Details of the extent of losses suffered and the complicity of the ruling BJP are elaborated in a report released by the party in November 2020. It is based on interviews with over 400 affected families, eyewitness accounts, police responses to court petitions and news reports.
“It is not possible that in the capital of India, the city should burn for five days under the direct self-proclaimed monitoring of the home minister and the home ministry,” Karat argued.
Between February 23 and February 26, a total of 13,200 distress calls were made to the police, most of which went unattended. Despite the many intelligence alerts about the risk of outbreak of violence and the need to increase deployment, on February 23, when 700 distress calls were made, only 1,393 personnel were deployed.
The next day, when 13 people were killed, “the home ministry of India chose to deploy only 6 more police personnel,” she added. It was only on the evening that day that Section 144 (curfew orders) was imposed. However, little effort was made to enforce Section 144 in order to stop the rampaging mobs.
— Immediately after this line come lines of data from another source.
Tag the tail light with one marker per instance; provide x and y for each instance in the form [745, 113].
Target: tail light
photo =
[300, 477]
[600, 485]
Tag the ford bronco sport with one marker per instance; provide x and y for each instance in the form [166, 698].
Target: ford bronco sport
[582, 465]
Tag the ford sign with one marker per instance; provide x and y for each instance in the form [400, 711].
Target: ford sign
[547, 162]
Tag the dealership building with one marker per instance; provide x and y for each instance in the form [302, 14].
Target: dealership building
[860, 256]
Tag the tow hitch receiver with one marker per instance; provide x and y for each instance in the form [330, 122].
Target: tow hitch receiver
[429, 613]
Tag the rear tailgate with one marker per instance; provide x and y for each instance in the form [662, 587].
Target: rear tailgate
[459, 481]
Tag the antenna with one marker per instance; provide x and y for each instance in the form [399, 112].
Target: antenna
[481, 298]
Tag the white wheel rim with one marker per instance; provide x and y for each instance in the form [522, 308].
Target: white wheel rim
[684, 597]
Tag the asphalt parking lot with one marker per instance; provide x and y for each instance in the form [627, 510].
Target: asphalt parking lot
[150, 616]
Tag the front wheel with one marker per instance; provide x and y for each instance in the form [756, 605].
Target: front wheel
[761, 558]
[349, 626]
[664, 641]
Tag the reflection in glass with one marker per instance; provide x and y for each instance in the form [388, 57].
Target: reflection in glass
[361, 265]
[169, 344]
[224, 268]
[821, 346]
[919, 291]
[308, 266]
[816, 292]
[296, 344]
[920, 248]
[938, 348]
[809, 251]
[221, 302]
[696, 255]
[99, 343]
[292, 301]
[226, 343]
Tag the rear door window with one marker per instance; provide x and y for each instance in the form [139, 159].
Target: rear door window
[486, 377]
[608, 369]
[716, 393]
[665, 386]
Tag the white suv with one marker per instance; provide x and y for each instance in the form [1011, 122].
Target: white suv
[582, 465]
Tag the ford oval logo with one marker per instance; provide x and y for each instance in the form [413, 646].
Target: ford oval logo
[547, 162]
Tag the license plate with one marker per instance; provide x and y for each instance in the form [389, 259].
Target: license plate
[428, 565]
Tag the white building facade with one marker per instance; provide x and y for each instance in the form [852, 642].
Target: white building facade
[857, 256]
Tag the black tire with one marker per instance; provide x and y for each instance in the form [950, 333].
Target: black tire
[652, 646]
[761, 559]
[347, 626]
On February 25, when 29 people were killed, the police deployment was raised only to 4,291. This fell way short of what was needed, given that 7,500 distress calls were made that day alone.
Kapil Mishra, whose hate speech initiated the violence, had said in an interview only a day before the press conference that he is proud of what he had done, and would do it again if he had to.
On the other hand, the very women who were attacked in the protest sites are being interrogated, harassed and jailed. The anti-CAA activists who had spearheaded the peaceful protests have been arrested under draconian anti-terror laws.
“There is a deliberate subversion of justice.. to conceal the role of the BJP leaders,” Karat said, reiterating the CPI(M)’s demand for an independent enquiry headed by a retired high court judge with an undisputed record of impartiality.